立民代表選、泉氏と枝野氏の動きが水面下で過熱 野田元首相の動向も焦点、「第3の候補」求める声も

 9月に予定される立憲民主党代表選に向けた動きが活発化している。泉健太代表(50)が立候補に必要な推薦人20人の確保を急げば、前代表の枝野幸男衆院議員(60)は重鎮らと面会を重ねる。自民党派閥の裏金問題で政治への信頼が揺らぐ中、立民は政治資金規正法改正で主導権を握れず、政党支持率も伸び悩む。次期衆院選をにらみ、野党第1党の存在意義も問われる選挙となりそうだ。

 「党再生に成果を出してきた。仲間に相談した上で出馬表明すべきだ」。7月31日夜、泉氏を支えるグループ「新政権研究会」のオンライン役員会。参加議員からの“立候補要請”に、泉氏は「感謝する。国民のためを第一に考えたい」と笑顔をのぞかせた。

 泉氏は2021年11月に代表就任。党政策の旗頭だった消費税減税を次期衆院選の公約の原案となる中長期の経済政策から外すなど「現実路線」の党運営を図ってきたが、リベラル系議員からの反発は根強い。自民の逆風下で臨んだ4月の衆院3補欠選挙には全勝したものの、7月の東京都知事選では、支援した元参院議員の蓮舫氏が惨敗。
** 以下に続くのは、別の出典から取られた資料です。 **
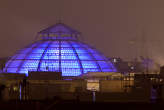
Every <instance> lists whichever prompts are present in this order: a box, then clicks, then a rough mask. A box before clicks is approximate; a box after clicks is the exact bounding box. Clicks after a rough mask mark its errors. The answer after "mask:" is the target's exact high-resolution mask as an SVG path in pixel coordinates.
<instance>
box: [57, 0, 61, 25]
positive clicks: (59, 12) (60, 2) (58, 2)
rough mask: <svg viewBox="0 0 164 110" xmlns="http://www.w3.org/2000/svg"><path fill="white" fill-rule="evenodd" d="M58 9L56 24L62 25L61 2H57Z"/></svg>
mask: <svg viewBox="0 0 164 110" xmlns="http://www.w3.org/2000/svg"><path fill="white" fill-rule="evenodd" d="M58 3H59V8H58V18H57V23H62V19H61V18H62V16H61V14H62V0H59V2H58Z"/></svg>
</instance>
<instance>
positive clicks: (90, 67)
mask: <svg viewBox="0 0 164 110" xmlns="http://www.w3.org/2000/svg"><path fill="white" fill-rule="evenodd" d="M47 29H48V30H47ZM47 29H45V30H43V31H41V32H40V33H39V35H40V34H43V35H42V36H41V37H42V40H40V41H37V42H35V43H33V44H31V45H29V46H27V47H25V48H24V49H21V50H19V51H18V52H17V53H16V54H15V55H14V56H13V57H11V59H10V60H9V61H8V62H7V64H6V67H5V68H4V70H3V71H4V72H11V73H25V74H26V75H28V72H29V71H61V72H62V75H63V76H78V75H81V74H83V73H87V72H115V71H116V69H115V68H114V66H113V64H112V63H111V62H109V61H108V60H107V58H106V57H105V56H103V55H102V54H100V52H98V51H97V50H96V49H93V48H92V47H90V46H89V45H87V44H84V43H82V42H80V41H78V40H77V39H76V38H75V36H77V33H78V32H76V31H74V30H72V29H70V28H68V27H67V26H65V25H63V24H59V25H57V26H54V27H52V28H47ZM51 32H52V33H51ZM48 33H50V36H51V37H49V36H48V35H49V34H48ZM62 33H63V35H62ZM71 35H73V36H71ZM61 36H62V37H61Z"/></svg>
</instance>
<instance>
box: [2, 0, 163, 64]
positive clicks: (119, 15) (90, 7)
mask: <svg viewBox="0 0 164 110" xmlns="http://www.w3.org/2000/svg"><path fill="white" fill-rule="evenodd" d="M60 16H61V19H62V21H63V23H65V24H67V25H70V26H71V27H73V28H75V29H77V30H79V31H80V32H82V36H83V40H84V41H85V42H86V43H89V44H91V45H93V46H95V47H96V48H97V49H98V50H100V51H101V52H103V53H104V54H105V55H106V56H109V57H114V56H116V57H122V58H126V59H131V58H134V57H136V56H140V55H142V54H143V50H144V49H145V50H146V52H145V53H144V54H146V53H149V54H148V55H149V56H151V57H153V58H155V60H157V61H158V62H160V63H162V62H164V42H163V41H164V0H0V57H5V56H10V55H13V54H14V52H16V50H18V49H20V48H22V47H24V46H26V45H27V44H29V43H31V42H32V41H33V40H34V38H35V36H36V33H37V32H38V31H40V30H42V29H44V28H46V27H48V26H50V25H52V24H55V23H56V22H57V21H58V19H59V18H60ZM162 60H163V61H162Z"/></svg>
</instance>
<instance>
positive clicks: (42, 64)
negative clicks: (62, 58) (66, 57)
mask: <svg viewBox="0 0 164 110" xmlns="http://www.w3.org/2000/svg"><path fill="white" fill-rule="evenodd" d="M39 71H59V61H55V60H54V61H52V60H48V61H47V60H43V61H42V62H41V65H40V68H39Z"/></svg>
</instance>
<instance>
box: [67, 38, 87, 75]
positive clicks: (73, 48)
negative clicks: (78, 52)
mask: <svg viewBox="0 0 164 110" xmlns="http://www.w3.org/2000/svg"><path fill="white" fill-rule="evenodd" d="M68 43H69V45H70V46H71V47H72V49H73V51H74V52H75V53H74V54H75V55H76V58H77V59H78V62H79V66H80V70H81V74H83V73H84V70H83V66H82V64H81V61H80V58H79V55H78V53H77V51H76V49H75V48H74V47H73V46H72V44H71V43H70V41H68Z"/></svg>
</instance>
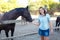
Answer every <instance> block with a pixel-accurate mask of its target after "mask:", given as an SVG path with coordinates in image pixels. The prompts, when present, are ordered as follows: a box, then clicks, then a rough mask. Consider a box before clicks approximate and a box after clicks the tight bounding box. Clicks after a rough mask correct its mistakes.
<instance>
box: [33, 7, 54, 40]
mask: <svg viewBox="0 0 60 40" xmlns="http://www.w3.org/2000/svg"><path fill="white" fill-rule="evenodd" d="M39 14H40V15H39V17H38V22H33V23H34V24H35V25H38V26H39V31H38V33H39V35H40V36H41V38H40V39H41V40H49V38H48V37H49V33H50V31H51V32H53V28H52V23H51V20H50V15H49V14H47V12H46V11H45V9H44V8H43V7H40V8H39Z"/></svg>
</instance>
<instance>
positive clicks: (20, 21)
mask: <svg viewBox="0 0 60 40" xmlns="http://www.w3.org/2000/svg"><path fill="white" fill-rule="evenodd" d="M51 20H52V18H51ZM3 23H4V24H8V23H16V25H15V32H14V36H13V37H11V36H9V37H8V38H7V37H6V36H5V32H4V31H2V34H0V40H8V39H9V40H10V39H11V38H12V39H13V40H28V39H29V40H39V36H38V34H37V33H38V32H37V31H38V27H37V26H35V25H33V24H31V23H27V24H25V25H24V24H23V23H24V22H23V21H21V20H9V21H5V22H3ZM52 23H53V25H54V26H55V19H54V20H52ZM0 24H2V23H0ZM55 28H56V27H53V29H55ZM57 28H60V27H57ZM59 33H60V31H59V32H55V31H54V34H53V35H50V39H51V40H59V37H60V35H59ZM9 35H10V32H9ZM53 38H54V39H53Z"/></svg>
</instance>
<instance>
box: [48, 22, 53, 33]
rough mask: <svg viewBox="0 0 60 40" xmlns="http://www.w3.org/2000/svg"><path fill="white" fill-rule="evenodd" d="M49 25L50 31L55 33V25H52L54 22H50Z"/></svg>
mask: <svg viewBox="0 0 60 40" xmlns="http://www.w3.org/2000/svg"><path fill="white" fill-rule="evenodd" d="M49 25H50V31H51V33H53V25H52V22H49Z"/></svg>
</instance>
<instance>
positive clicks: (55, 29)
mask: <svg viewBox="0 0 60 40" xmlns="http://www.w3.org/2000/svg"><path fill="white" fill-rule="evenodd" d="M59 26H60V16H58V17H57V19H56V27H59ZM55 30H57V31H59V28H57V29H55Z"/></svg>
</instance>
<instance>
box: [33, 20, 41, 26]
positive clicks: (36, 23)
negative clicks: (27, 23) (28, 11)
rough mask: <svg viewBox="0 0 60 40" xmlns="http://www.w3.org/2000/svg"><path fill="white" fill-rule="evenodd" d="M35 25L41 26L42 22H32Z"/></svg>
mask: <svg viewBox="0 0 60 40" xmlns="http://www.w3.org/2000/svg"><path fill="white" fill-rule="evenodd" d="M32 23H33V24H34V25H36V26H39V25H40V23H39V22H34V21H33V22H32Z"/></svg>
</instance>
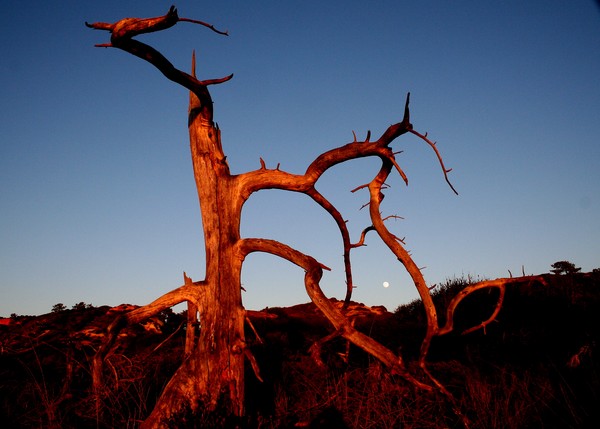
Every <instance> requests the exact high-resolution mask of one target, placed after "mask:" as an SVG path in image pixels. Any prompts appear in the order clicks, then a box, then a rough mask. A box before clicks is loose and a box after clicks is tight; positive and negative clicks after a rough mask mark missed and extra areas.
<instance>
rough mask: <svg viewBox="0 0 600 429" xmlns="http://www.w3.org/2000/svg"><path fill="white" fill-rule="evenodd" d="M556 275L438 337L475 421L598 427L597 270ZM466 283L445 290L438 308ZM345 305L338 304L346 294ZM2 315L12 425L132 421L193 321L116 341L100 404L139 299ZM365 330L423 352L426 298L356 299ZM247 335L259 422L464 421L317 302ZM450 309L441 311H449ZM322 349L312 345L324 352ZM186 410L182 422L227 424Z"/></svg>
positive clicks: (120, 421) (172, 315)
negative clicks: (364, 305) (103, 367)
mask: <svg viewBox="0 0 600 429" xmlns="http://www.w3.org/2000/svg"><path fill="white" fill-rule="evenodd" d="M546 280H547V281H546V284H542V283H539V282H530V283H522V284H517V285H512V286H509V287H508V288H507V293H506V297H505V301H504V305H503V308H502V310H501V312H500V314H499V316H498V319H497V321H496V322H494V323H492V324H491V325H489V326H487V328H486V329H485V331H483V330H480V331H477V332H473V333H471V334H468V335H460V331H461V327H462V328H468V327H471V326H473V325H476V324H478V323H479V322H481V321H482V320H484V319H486V318H487V316H488V315H489V314H490V312H491V310H492V309H493V306H494V303H495V300H496V297H497V291H495V290H490V291H479V292H477V293H475V294H473V295H472V296H470V297H469V298H468V299H467V300H465V301H464V302H463V303H462V304H461V305H460V306H459V309H458V311H457V314H456V329H455V332H453V333H450V334H448V335H446V336H443V337H439V338H436V339H434V342H433V344H432V348H431V352H430V354H429V362H430V369H431V372H432V373H433V374H434V375H435V376H436V377H437V378H438V379H439V380H440V381H442V383H444V384H445V386H446V387H447V388H448V390H449V391H451V392H452V394H453V395H454V396H455V398H456V401H457V403H458V404H459V407H460V409H461V410H462V412H463V413H464V414H466V415H467V416H468V417H469V419H470V421H471V423H472V425H471V427H473V428H486V429H490V428H585V427H600V350H599V348H598V343H599V339H600V338H599V331H600V273H598V271H597V270H594V272H593V273H587V274H581V273H577V274H569V275H548V276H546ZM466 284H468V280H466V279H453V280H448V281H447V282H446V283H445V284H442V285H438V286H437V287H436V288H435V289H434V298H435V301H436V306H437V307H438V311H439V312H440V314H441V315H443V309H444V308H445V306H446V305H447V304H448V303H449V301H450V300H451V299H452V297H454V296H455V295H456V293H457V292H458V291H459V290H460V289H462V288H463V287H464V286H465V285H466ZM338 304H339V305H341V303H338ZM76 307H77V308H76V309H71V310H67V309H64V308H55V309H54V310H53V312H51V313H49V314H45V315H42V316H37V317H30V316H16V315H13V316H12V317H11V318H10V320H7V319H4V321H3V322H4V323H3V324H0V426H1V427H2V428H135V427H137V426H138V425H139V422H140V421H141V420H142V419H144V417H145V416H147V415H148V413H149V412H150V410H151V409H152V407H153V404H154V403H155V402H156V399H157V397H158V395H159V394H160V392H161V390H162V388H163V387H164V385H165V383H166V382H167V381H168V379H169V377H170V375H171V374H172V373H173V371H174V370H175V369H176V368H177V366H178V365H179V363H180V361H181V358H182V356H183V345H184V340H185V323H184V321H185V316H184V315H183V314H176V313H173V312H163V313H161V314H160V315H159V316H158V317H154V318H152V319H150V320H148V321H146V322H145V323H143V324H139V325H135V326H132V327H129V328H127V329H125V330H124V331H123V333H122V334H121V335H120V336H119V339H118V342H117V345H116V348H115V350H114V353H112V354H111V355H110V356H109V357H108V359H107V364H106V369H107V371H106V378H105V383H106V385H105V386H104V387H105V395H104V399H103V402H102V404H101V406H100V407H97V404H96V402H95V400H94V396H93V394H92V389H91V377H90V368H91V362H92V357H93V356H94V354H95V351H96V350H97V349H98V347H99V345H100V344H101V343H102V340H103V338H104V332H105V329H106V327H107V326H108V324H109V323H110V322H111V321H112V320H114V318H115V317H116V315H117V314H119V313H120V312H123V311H127V310H128V309H131V308H133V307H132V306H127V305H123V306H120V307H115V308H110V307H106V306H105V307H97V308H95V307H91V306H85V305H79V306H76ZM351 310H352V313H353V314H354V318H355V326H356V327H358V328H359V329H360V330H361V331H363V332H365V333H366V334H369V335H371V336H373V337H374V338H376V339H377V340H379V341H380V342H382V343H383V344H384V345H386V346H388V347H389V348H391V349H392V350H395V351H399V352H400V353H401V354H402V355H403V356H404V358H405V359H406V360H407V361H410V360H414V359H415V357H416V356H417V354H418V350H419V347H420V344H421V340H422V338H423V333H424V329H425V324H424V323H425V320H424V312H423V310H422V308H421V304H420V302H419V301H415V302H412V303H410V304H408V305H404V306H401V307H399V308H398V309H396V310H395V311H394V312H389V311H387V310H386V309H385V308H383V307H372V308H369V307H365V306H363V305H361V304H357V303H353V304H352V307H351ZM250 316H251V317H250V319H251V322H252V326H250V325H248V330H247V341H248V342H249V343H250V344H251V347H252V348H251V350H252V353H253V354H254V356H255V357H256V360H257V362H258V366H259V367H260V373H261V376H262V379H263V382H259V381H258V380H257V378H256V377H255V375H254V373H253V371H252V369H251V368H250V366H249V368H248V374H247V376H246V387H247V395H246V396H247V411H248V417H247V418H245V419H244V420H243V421H237V422H236V425H233V422H231V426H232V427H236V426H239V427H248V428H293V427H311V428H318V427H320V428H444V427H462V423H461V420H459V419H458V418H457V417H456V414H455V413H454V412H453V410H452V407H450V404H449V403H448V401H447V399H446V398H445V397H442V396H441V395H437V394H431V393H425V392H422V391H418V390H415V389H413V388H412V387H411V386H409V385H407V384H406V383H405V382H403V380H402V379H401V378H399V377H397V376H394V375H391V374H390V373H389V372H388V371H387V370H386V368H384V367H382V366H381V365H380V364H378V363H377V362H376V361H374V360H373V359H372V358H370V357H369V356H367V355H366V354H365V353H363V352H362V351H360V350H358V349H357V348H355V347H353V346H348V344H347V342H346V341H345V340H343V339H341V338H334V339H332V340H330V341H328V342H326V343H323V344H322V347H321V351H320V361H321V362H319V360H318V359H315V356H314V354H312V355H311V353H310V350H311V346H312V345H313V344H315V342H318V341H319V340H320V339H322V338H323V337H325V336H327V335H328V334H330V333H331V327H330V325H329V323H328V322H327V321H326V320H325V318H324V317H323V316H322V315H321V314H320V313H319V311H318V310H317V309H316V308H315V307H314V305H312V304H302V305H297V306H294V307H289V308H268V309H265V310H263V311H260V312H252V313H251V315H250ZM442 317H443V316H442ZM313 350H314V348H313ZM214 417H215V416H214V415H213V416H211V417H210V418H208V417H207V418H206V420H204V421H202V419H200V420H198V419H196V420H195V422H194V423H192V422H191V421H189V420H188V419H186V418H185V416H182V417H181V419H180V420H179V421H178V422H173V427H174V428H176V427H207V428H210V427H216V426H227V425H228V422H229V420H227V417H226V416H221V417H222V418H221V419H217V421H215V420H214Z"/></svg>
交代論が噴き出している。

 中堅議員は「右も左も包括するには最適の人材だ」と評するが、泉氏を明確に支持する議員は「10人強」(周辺)にとどまる。水面下で若手・中堅議員に接触するなど幅広い支持を取り付けようと躍起だ。

 一方の枝野氏。7月9日に顧問を務めるグループ「サンクチュアリ」創設者の赤松広隆・元衆院副議長と会談。同30日には前回代表選で泉氏を支援するも、処遇を巡る不満などから「泉降ろし」の急先鋒(せんぽう)である小沢一郎衆院議員と面会し、立候補へと準備を進める。

 21年衆院選に敗れ、引責辞任した枝野氏。党執行部とは距離を置き、党内には「衆院選で敗れた人を再び代表に据える理由がない」(中堅)との指摘もあるが、リベラル系議員を中心に推薦人を確保する見通し。側近は「自民党を追い込む今こそ、党をまとめるリーダーシップが党首に必要だ」と訴える。

 党重鎮の動向にも注目が集まる。野田佳彦元首相は自身の立候補には否定的だが、旧民主党政権で対立した小沢氏と会談し、代表選について意見交換を重ねる。盆明けにはそれぞれのグループで対応を決める方針で、ベテランは「影響力のある野田、小沢両氏の決断で大きな流れができるはずだ」と語る。党内には刷新感に期待し、若手・中堅や女性の「第3の候補」を求める声もある。